4. The primary purpose of “THE ALFRED FATE KEISLING TRUST” shall be to provide for the support, maintenance, and health of my wife in the standard of living to which she is accustomed at my death. If my wife’s own income and other financial resources from sources other than from this trust are not sufficient to so maintain her in such standard of living, the Trustee shall distribute, from time to time, as much of the current trust net income, or accumulated trust net income, as shall be necessary to so maintain her. If my wife’s own income and other financial resources, together with distributions of current and accumulated trust net income from this trust, are not sufficient to maintain her in such standard of living, then the Trustee shall distribute as much of the trust corpus as shall be necessary to so maintain her. After my wife has been provided for in the manner described above, and if in the Trustee’s judgment, it will not endanger my wife’s present or reasonably foreseeable future support, the Trustee may distribute to my descendants, from time to time, such amounts of the current or accumulated trust net income and as much of the trust corpus, as shall be necessary for their respective support, maintenance, health, and education .... [Emphasis added.]
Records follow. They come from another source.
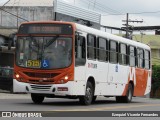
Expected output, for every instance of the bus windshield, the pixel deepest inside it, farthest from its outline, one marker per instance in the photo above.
(44, 52)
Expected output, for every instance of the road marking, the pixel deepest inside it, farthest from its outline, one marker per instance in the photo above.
(107, 108)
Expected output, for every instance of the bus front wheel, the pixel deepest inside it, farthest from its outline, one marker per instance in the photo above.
(37, 99)
(88, 97)
(128, 97)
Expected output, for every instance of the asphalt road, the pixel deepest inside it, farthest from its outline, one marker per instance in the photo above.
(23, 102)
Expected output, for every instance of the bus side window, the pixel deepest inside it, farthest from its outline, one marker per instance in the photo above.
(113, 52)
(102, 50)
(80, 50)
(140, 58)
(132, 56)
(147, 59)
(91, 46)
(122, 54)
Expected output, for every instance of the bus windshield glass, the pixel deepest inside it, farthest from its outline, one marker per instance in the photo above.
(44, 52)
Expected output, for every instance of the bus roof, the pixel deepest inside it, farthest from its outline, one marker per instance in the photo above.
(110, 36)
(96, 32)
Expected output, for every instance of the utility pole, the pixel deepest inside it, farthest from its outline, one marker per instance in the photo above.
(127, 24)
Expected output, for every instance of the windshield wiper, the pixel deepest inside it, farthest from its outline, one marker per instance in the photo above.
(51, 41)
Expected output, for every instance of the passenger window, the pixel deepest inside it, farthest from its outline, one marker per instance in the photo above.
(140, 58)
(147, 59)
(122, 54)
(80, 50)
(91, 47)
(102, 50)
(132, 56)
(113, 53)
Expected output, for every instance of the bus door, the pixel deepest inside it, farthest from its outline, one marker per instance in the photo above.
(80, 58)
(112, 67)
At trial, no party disputed the fact that Fate and appellant were accustomed to a high standard of living. Additionally, no party disputed that Fate intended the trust to take his place supporting appellant’s high standard of living after he died. The dispute arises in Fate’s intended meaning of “other financial resources” in the trust instrument. Appellant asserts that Fate intended “other financial resources” to mean financial income and that Lynn should have distributed trust income payments to her as soon as her own income could not support her standard of living. Conversely, appellees argue that Fate intended “other financial resources” to mean assets and income and that appellant must first exhaust all of her assets except for one house and one vehicle before Lynn can distribute trust income payments.

A. Standard of Review

Findings of fact entered in a case tried to the court have the same force and dignity as a jury’s answers to jury questions. Anderson v. City of Seven Points, 806 S.W.2d 791, 794 (Tex.1991). The trial court’s findings of fact are reviewable for legal and factual sufficiency of the evidence to support them by the same standards that are applied in reviewing evidence supporting a jury’s answer. 1 Ortiz v. Jones, 917 S.W.2d 770, 772 (Tex.1996); Catalina v. Blasdel, 881 S.W.2d 295, 297 (Tex.1994). A court of appeals cannot make original findings of fact, it can only “unfind” facts. Tex. Nat’l Bank v. Karnes, *741 717 S.W.2d 901, 903 (Tex.1986); Zeptner v. Zeptner, 111 S.W.3d 727, 734 (Tex.App.Fort Worth 2003, no pet.) (op. on reh’g).